Hi, I am trying to use torch.distributed.all_gather function and I’m confused with the parameter ‘tensor_list’.

here’s my snippet.

```
# output: dictionary, e.g. {'key':'tensor', 'key':'tensor'}
output = self.model(input)
for key in output.keys():
tensor_list = [torch.zeors_like(output[key]) for _ in range(dist.get_world_size())]
output[key] = self.gather_tensor(tensor_list, output[key])
def gather_tensor(self, tensor_list, tensor):
rt = tensor.clone()
dist.all_gather(tensor_list, rt)
return torch.stack(tensor_list)
```

I designed ‘gather_tensor’ following the function ‘reduce_tensor’ from apex example.
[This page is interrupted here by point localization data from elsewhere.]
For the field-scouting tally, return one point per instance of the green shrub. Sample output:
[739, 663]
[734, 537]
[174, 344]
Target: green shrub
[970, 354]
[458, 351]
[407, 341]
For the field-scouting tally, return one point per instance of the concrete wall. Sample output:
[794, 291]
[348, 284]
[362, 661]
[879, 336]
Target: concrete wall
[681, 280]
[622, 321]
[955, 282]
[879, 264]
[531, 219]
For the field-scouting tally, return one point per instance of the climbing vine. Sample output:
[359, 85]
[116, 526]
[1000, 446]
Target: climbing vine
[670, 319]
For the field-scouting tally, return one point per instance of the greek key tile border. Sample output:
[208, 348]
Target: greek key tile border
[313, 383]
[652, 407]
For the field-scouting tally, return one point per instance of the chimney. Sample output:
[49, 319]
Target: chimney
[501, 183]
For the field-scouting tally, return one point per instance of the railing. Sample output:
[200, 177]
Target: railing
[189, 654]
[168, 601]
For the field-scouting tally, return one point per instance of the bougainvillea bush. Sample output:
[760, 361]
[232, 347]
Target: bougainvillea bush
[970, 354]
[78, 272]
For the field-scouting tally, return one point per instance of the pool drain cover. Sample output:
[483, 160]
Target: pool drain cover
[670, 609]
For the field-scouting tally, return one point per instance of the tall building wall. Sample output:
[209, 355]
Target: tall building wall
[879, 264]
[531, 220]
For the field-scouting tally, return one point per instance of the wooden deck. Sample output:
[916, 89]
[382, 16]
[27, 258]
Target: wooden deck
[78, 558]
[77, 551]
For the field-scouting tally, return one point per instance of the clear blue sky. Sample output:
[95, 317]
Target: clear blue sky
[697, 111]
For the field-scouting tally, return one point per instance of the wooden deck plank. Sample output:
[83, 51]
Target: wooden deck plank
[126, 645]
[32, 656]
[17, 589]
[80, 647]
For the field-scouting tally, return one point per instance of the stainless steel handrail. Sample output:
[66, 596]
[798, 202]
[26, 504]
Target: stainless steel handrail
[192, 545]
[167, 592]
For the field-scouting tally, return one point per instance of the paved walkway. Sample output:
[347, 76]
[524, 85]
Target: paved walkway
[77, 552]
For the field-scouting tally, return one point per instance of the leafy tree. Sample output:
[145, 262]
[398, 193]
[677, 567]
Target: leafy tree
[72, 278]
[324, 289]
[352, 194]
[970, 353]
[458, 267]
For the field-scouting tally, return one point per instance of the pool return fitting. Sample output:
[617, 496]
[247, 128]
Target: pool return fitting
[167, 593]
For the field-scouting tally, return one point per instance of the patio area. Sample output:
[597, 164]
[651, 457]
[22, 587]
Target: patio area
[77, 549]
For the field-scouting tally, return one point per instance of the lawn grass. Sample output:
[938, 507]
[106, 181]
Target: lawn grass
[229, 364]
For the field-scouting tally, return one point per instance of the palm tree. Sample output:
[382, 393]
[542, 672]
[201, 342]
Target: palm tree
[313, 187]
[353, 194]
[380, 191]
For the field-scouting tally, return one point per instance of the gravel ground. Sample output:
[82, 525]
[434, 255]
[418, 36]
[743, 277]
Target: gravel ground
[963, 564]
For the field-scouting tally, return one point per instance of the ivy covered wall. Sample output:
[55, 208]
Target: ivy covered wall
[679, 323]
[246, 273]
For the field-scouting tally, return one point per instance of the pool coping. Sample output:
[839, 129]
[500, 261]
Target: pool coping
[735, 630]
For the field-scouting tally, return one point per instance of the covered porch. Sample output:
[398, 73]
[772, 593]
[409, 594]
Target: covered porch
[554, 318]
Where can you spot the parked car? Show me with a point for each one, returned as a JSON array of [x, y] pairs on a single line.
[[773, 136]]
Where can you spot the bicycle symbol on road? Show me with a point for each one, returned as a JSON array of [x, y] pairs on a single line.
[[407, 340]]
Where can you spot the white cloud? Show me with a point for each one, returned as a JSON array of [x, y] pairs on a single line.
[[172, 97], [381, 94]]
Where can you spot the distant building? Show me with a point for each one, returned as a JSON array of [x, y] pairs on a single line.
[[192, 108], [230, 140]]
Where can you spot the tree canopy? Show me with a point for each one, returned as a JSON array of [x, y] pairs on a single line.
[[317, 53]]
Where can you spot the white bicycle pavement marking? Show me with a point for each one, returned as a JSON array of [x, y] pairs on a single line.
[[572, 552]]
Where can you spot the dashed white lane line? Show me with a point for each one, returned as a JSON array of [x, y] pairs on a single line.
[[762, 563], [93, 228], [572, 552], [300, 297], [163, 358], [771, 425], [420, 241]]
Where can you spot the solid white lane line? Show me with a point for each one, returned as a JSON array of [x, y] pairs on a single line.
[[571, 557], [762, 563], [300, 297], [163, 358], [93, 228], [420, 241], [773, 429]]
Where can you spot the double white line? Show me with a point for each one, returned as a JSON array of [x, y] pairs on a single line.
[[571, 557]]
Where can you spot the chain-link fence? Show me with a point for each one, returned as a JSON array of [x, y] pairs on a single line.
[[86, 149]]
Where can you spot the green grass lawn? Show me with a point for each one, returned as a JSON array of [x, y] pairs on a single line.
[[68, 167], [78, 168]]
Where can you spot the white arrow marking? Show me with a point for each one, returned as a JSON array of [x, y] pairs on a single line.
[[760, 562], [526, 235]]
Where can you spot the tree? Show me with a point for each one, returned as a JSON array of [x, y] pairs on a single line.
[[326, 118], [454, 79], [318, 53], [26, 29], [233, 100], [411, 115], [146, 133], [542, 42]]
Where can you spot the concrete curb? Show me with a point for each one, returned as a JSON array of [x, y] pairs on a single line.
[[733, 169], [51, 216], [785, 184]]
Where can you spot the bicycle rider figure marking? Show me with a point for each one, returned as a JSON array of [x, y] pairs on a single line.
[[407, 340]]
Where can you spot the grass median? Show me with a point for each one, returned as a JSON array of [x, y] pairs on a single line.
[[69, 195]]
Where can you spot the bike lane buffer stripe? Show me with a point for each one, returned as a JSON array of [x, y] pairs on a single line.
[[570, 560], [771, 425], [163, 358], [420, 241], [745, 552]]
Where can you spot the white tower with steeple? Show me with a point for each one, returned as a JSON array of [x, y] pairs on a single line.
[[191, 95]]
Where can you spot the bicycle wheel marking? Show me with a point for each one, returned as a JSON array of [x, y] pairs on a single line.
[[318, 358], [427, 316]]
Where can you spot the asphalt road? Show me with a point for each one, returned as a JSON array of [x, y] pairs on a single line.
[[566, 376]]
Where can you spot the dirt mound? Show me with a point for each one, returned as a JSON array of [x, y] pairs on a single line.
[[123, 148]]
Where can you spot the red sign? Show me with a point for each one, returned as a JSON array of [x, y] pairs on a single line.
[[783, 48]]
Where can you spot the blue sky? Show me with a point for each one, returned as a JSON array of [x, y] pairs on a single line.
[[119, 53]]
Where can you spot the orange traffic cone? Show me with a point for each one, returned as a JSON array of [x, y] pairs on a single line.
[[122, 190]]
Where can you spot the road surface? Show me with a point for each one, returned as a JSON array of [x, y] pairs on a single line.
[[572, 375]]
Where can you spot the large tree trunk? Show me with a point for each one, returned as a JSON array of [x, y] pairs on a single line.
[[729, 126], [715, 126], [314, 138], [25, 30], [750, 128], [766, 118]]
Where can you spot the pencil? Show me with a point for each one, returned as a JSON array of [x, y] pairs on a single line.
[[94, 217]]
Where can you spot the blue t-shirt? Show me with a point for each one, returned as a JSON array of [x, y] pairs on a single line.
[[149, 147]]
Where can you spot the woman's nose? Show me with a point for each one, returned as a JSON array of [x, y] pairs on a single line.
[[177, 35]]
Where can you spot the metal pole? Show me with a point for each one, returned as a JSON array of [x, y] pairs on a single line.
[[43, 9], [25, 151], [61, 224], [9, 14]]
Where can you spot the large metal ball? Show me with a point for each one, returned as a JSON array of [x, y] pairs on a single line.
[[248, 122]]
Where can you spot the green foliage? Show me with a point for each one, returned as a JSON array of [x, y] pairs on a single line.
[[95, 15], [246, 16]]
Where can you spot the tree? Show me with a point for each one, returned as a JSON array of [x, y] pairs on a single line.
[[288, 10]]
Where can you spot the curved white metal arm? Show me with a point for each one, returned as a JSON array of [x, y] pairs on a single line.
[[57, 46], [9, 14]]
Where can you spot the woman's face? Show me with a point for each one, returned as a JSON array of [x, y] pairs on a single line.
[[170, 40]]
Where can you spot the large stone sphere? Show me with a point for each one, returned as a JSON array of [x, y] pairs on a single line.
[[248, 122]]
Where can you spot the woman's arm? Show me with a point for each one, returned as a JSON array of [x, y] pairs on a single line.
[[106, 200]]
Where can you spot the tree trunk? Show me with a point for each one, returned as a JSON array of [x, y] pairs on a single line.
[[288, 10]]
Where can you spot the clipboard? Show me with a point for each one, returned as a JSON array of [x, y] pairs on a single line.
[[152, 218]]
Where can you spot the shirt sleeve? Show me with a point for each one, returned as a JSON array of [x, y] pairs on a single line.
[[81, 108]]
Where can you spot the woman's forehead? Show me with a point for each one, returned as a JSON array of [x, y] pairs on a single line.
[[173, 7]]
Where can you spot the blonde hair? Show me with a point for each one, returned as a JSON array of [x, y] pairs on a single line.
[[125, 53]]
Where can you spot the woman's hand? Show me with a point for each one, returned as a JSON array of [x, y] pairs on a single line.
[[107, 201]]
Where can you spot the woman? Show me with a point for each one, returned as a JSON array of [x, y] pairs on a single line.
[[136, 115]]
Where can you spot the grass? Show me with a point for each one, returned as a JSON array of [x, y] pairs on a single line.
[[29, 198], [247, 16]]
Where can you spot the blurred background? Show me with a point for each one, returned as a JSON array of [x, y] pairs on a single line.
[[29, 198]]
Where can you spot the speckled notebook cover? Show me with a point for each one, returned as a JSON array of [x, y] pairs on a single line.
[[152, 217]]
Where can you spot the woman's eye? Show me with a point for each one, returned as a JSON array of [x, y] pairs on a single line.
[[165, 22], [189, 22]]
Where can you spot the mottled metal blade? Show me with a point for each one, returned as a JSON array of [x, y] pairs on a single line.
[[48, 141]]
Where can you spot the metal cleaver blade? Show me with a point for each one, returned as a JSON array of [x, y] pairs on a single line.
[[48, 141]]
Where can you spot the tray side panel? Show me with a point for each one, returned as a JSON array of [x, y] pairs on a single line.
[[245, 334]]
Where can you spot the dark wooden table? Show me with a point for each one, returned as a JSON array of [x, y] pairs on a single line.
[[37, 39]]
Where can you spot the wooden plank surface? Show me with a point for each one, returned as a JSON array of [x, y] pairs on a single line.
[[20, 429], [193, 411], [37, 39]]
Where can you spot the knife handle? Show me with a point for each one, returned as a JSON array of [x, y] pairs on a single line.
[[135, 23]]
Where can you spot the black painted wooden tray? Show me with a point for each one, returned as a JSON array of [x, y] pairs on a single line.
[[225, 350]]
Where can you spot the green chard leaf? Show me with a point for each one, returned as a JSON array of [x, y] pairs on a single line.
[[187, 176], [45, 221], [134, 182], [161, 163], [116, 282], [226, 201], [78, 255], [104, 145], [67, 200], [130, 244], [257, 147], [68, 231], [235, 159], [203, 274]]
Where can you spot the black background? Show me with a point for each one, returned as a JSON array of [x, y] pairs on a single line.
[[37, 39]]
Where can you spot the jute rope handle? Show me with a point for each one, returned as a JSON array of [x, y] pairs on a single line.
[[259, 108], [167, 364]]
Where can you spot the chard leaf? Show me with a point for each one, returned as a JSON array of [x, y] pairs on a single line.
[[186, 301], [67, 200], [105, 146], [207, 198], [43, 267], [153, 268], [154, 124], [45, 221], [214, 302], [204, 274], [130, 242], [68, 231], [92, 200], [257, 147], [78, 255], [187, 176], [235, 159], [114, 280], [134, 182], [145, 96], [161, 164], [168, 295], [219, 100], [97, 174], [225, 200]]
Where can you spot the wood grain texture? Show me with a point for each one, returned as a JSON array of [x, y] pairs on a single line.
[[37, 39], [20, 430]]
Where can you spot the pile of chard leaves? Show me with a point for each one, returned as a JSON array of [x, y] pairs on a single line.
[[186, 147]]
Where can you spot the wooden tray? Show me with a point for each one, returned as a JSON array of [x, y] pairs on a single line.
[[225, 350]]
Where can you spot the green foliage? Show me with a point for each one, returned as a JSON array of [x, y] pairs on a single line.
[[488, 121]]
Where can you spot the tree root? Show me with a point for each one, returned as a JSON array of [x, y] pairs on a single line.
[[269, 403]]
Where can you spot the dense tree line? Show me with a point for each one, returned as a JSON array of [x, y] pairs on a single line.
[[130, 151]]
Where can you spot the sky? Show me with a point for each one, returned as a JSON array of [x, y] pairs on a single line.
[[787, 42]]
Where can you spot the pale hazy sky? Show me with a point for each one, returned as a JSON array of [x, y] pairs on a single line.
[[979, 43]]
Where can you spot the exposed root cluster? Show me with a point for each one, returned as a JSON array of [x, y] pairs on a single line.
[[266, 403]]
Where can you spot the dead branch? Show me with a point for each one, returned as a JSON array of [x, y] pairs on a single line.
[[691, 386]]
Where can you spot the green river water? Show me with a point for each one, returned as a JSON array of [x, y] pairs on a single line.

However, it shows RuntimeError as below

in gather_tensor, dist.all_gather(tensor_list, rt)

File “/opt/conda/lib/python3.6/site-packages/torch/distributed/distributed_c10d.py”, line 1027, in all_gather

work = _default_pg.allgather([tensor_list], [tensor])

RuntimeError: Input tensor sequence should hsave the same number of tensors as the output tensor sequence

What’s wrong with my code?

```
output = self.model(input)
tensor_list = [torch.zeors_like(output['key1']) for _ in range(dist.get_world_size())]
for key in output.keys():
output[key] = self.gather_tensor(tensor_list, output[key])
```

I put the tensor_list initialization in front of ‘for loop’ and it works but it seems like ‘deadlock’ occurs.